In the third example, we focused on the PHACTR1 locus related to CAD (Figure 7G). Both TGVIS and TGFM identified a major credible set at this locus, including PHACTR1- Artery_Coronary and PHACTR1-Artery_Aorta, with CS-Pratt values of 0.632 and 0.612, respectively (Figure 7H-7I). In TGVIS, the individual PIPs of them were both 0.5 and the cumulative PIP for this credible set was 1. In contrast, TGFM resampled both the eQTL effect estimates and the PIPs (Methods), resulting in a higher individual PIP and Pratt index for PHACTR1-Artery_Aorta (PIP = 0.597, Pratt = 0.472) than PHACTR1-Artery_Coronary (PIP = 0.222, Pratt = 0.053). However, as noted by Strober et al.14, this resampling process tends to favor gene-tissue pairs with larger sample sizes, which may explain the exclusion of PHACTR1- Artery_Coronary. TGVIS adheres to the original interpretation of SuSiE that the variables within a credible set cannot be distinguished from the available data.

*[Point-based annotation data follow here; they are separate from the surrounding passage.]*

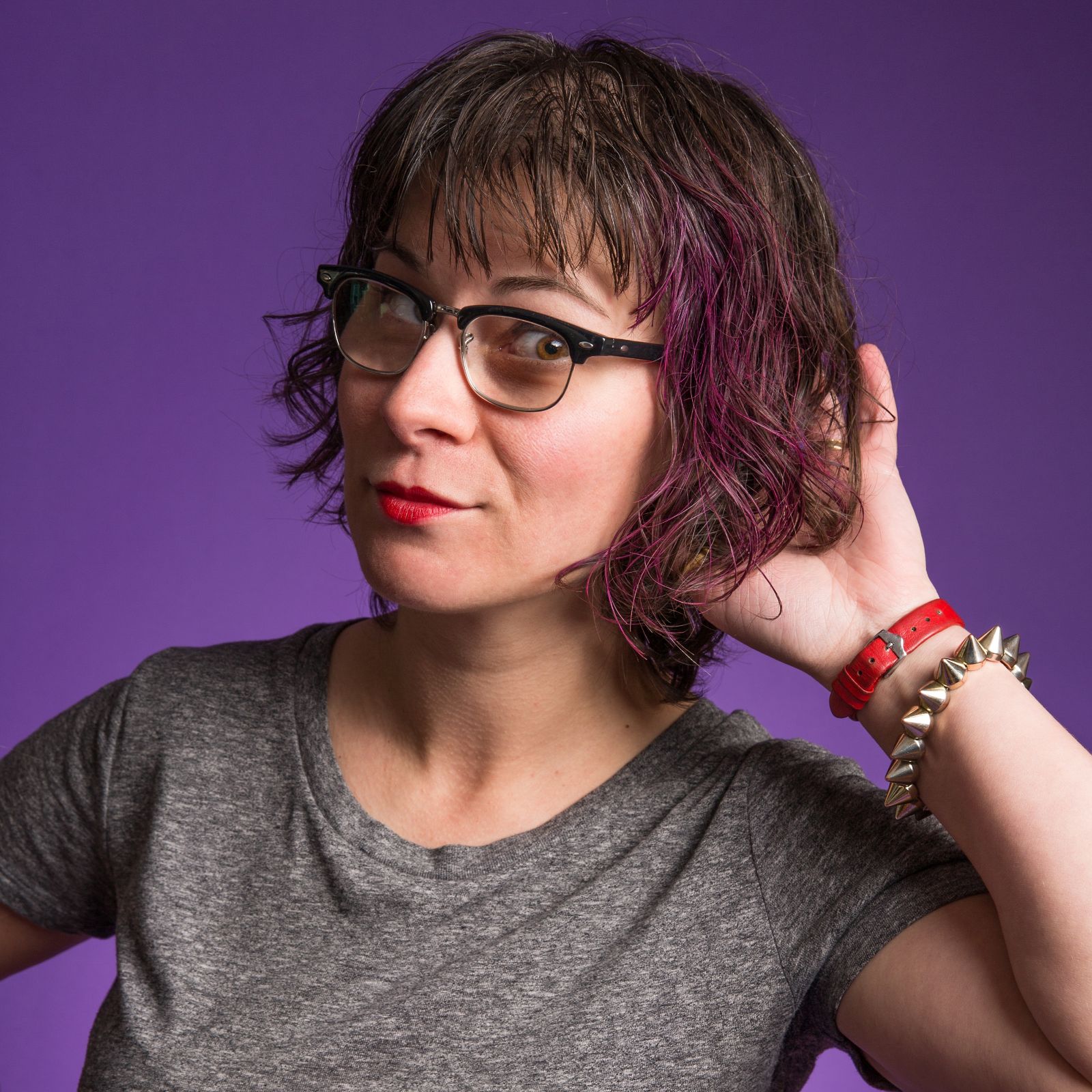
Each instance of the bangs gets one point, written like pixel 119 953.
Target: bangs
pixel 546 151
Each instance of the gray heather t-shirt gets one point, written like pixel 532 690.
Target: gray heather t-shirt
pixel 693 923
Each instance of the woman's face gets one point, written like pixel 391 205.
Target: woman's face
pixel 544 489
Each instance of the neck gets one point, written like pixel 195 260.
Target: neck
pixel 480 704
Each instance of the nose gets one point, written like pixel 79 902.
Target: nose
pixel 433 392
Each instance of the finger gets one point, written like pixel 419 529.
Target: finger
pixel 879 420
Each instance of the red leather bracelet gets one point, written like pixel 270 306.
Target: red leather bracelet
pixel 857 682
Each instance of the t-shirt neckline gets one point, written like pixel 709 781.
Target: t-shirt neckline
pixel 660 775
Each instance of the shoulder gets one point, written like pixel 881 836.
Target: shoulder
pixel 212 698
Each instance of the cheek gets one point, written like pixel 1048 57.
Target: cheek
pixel 584 475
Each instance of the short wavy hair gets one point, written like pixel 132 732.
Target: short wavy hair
pixel 699 196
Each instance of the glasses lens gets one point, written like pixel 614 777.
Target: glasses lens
pixel 516 363
pixel 376 326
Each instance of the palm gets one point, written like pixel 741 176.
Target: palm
pixel 831 604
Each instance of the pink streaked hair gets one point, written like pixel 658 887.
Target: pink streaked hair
pixel 702 198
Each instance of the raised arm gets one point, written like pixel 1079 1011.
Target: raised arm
pixel 23 944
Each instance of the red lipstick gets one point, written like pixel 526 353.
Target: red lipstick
pixel 413 504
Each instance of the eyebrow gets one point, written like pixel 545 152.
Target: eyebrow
pixel 504 284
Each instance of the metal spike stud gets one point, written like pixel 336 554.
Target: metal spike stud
pixel 909 747
pixel 993 642
pixel 902 771
pixel 951 673
pixel 917 721
pixel 899 794
pixel 971 653
pixel 933 696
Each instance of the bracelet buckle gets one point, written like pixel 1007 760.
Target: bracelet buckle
pixel 893 642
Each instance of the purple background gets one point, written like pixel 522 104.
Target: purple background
pixel 169 176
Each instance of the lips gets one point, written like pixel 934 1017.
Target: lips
pixel 416 493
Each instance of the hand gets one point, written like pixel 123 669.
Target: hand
pixel 835 603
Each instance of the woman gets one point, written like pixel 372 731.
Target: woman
pixel 590 306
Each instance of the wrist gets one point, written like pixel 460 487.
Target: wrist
pixel 897 695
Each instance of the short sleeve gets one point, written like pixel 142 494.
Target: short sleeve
pixel 54 863
pixel 840 877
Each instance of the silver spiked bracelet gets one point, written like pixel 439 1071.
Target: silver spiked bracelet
pixel 902 794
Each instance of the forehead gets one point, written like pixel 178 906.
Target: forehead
pixel 502 238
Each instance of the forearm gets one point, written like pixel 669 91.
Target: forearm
pixel 1010 786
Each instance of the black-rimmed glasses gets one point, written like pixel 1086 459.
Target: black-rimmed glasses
pixel 515 358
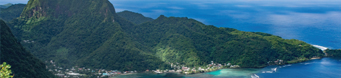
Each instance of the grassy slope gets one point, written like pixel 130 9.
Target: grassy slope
pixel 97 37
pixel 22 62
pixel 14 11
pixel 136 18
pixel 188 41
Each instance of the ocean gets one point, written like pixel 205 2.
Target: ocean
pixel 317 22
pixel 319 68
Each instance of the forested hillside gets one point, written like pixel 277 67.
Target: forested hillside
pixel 136 18
pixel 13 11
pixel 96 37
pixel 24 64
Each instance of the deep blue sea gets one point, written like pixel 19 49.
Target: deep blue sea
pixel 316 22
pixel 320 68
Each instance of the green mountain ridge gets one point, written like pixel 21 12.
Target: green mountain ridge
pixel 24 64
pixel 96 37
pixel 136 18
pixel 13 11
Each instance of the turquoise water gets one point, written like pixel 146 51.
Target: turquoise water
pixel 313 21
pixel 316 22
pixel 320 68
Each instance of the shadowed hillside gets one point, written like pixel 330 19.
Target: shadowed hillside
pixel 24 64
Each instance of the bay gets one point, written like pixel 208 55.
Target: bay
pixel 313 21
pixel 319 68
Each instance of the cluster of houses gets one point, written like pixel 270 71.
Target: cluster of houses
pixel 82 72
pixel 178 68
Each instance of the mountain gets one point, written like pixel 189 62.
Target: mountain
pixel 6 5
pixel 96 37
pixel 13 11
pixel 190 42
pixel 24 64
pixel 136 18
pixel 91 37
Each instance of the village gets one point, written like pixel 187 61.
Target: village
pixel 82 72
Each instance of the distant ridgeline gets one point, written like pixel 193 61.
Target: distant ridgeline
pixel 97 37
pixel 333 53
pixel 24 64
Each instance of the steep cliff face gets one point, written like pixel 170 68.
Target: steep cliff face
pixel 88 33
pixel 80 32
pixel 24 64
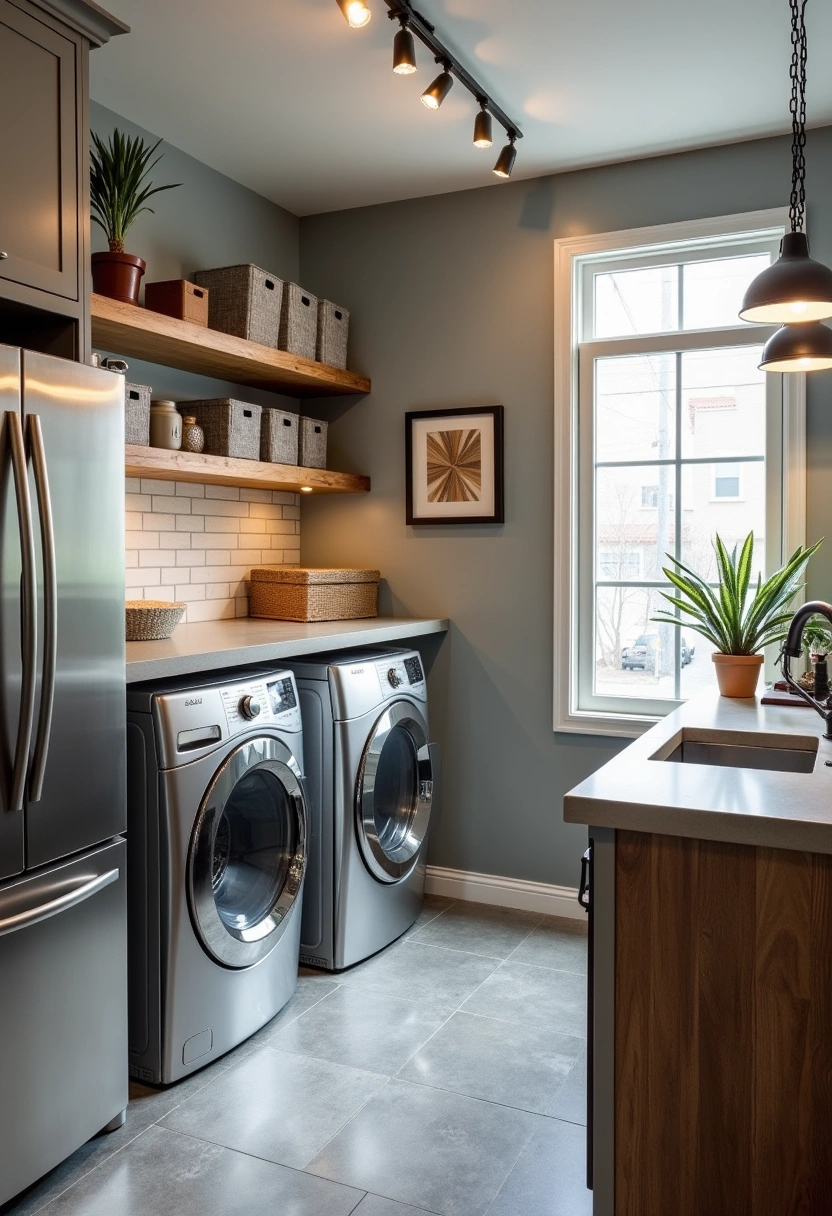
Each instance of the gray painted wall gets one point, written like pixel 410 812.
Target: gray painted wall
pixel 451 304
pixel 209 220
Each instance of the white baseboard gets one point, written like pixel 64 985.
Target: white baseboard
pixel 505 893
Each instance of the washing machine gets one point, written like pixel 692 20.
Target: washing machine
pixel 217 855
pixel 372 781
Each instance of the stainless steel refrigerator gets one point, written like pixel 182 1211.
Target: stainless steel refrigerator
pixel 63 1070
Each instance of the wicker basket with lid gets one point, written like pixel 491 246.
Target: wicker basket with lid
pixel 286 592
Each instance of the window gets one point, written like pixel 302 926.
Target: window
pixel 726 480
pixel 667 433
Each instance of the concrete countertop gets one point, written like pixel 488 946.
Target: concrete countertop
pixel 218 645
pixel 781 810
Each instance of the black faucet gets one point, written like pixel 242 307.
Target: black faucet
pixel 793 648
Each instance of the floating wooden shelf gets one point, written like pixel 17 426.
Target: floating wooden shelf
pixel 136 332
pixel 169 466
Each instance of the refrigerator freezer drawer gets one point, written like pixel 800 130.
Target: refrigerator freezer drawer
pixel 63 1063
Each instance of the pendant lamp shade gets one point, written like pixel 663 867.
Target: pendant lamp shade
pixel 793 290
pixel 798 348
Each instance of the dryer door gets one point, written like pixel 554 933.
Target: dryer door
pixel 248 853
pixel 394 793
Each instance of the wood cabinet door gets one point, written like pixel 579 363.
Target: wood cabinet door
pixel 38 155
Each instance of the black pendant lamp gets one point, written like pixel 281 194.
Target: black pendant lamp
pixel 796 290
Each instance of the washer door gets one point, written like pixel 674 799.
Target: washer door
pixel 394 793
pixel 248 853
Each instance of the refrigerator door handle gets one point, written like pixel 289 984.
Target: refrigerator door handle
pixel 60 904
pixel 29 612
pixel 35 435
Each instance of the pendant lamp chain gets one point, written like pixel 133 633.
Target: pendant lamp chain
pixel 798 107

The final exemplary locus is the FTO locus associated with BMI (Figure 7J). TGVIS identified only two direct causal variants rs7206790 and rs3751813 and did not find any gene-tissue pairs at this locus (Figure 6K). In contrast, TGFM identified four gene-tissue pairs: FTO_Kidney_Glomerulus, FTO_Thyroid, FTO_Artery Tibial, and IRX3-Adipose_Subcutaneous, and five direct causal variants (Figure 7L). However, the associations between obesity and the expression of the FTO gene in the kidney glomerulus, thyroid, and tibial artery are not well-established in the literature. After applying the Pratt index threshold, only two direct causal variants rs7206790 and rs3751813, remained, consistent with the result from the TGVIS. When we reduced the locus radius from 1MB to 500KB and re-ran the analysis, both TGVIS and TGFM identified the sGene of FTO-Pancreas as causal, with CS-Pratt values of 0.345 and 0.407, respectively (Figure S35). The sQTLs of this FTO sGene are rs7206790 and rs11642841, which have been reported by Xu et al.45. This example suggests that when applying multivariable TWAS methods, the size of a cis-region can be sensitive and need to be calibrated.
Discussion
In this report, we developed TGVIS to identify causal gene-tissue pairs and direct causal variants in loci identified through GWAS by integrating xQTL summary statistics. Compared to cTWAS13 and TGFM14, TGVIS not only analyzes multiple tissue-specific xQTL summary data simultaneously to pinpoint causal gene-tissue pairs and direct causal variants, but also models the widespread presence of infinitesimal effects underlying polygenic traits to reduce false discovery rates in detecting causal molecular phenotypes17. In addition, TGVIS quantifies the importance of a causal variable by the Pratt index, which has been well established in statistics and has recently been applied to estimate the gene-by-environment contribution23. Through simulations, we demonstrated that under the presence of infinitesimal effects, TGVIS has lower MSE and higher TPR and TNR compared to both cTWAS and TGFM (Figure 2). In real data analysis, TGVIS outperformed TGFM in the following four aspects: (1) identifying more interpretable major trait-relevant tissues (Figure 5); (2) resulting in a higher proportion of colocalized causal credible sets (93.1% vs 40.9%, Figure 6A); (3) achieving notably higher precision in the ‘silver standard’ sets of lipids (60.0% vs 37.5%, Table S15); and (4) demonstrating significantly greater enrichment evidence based on druggable genes (1.43 times, Figure 6B) and causal proteins (1.31 times, Figure 6C).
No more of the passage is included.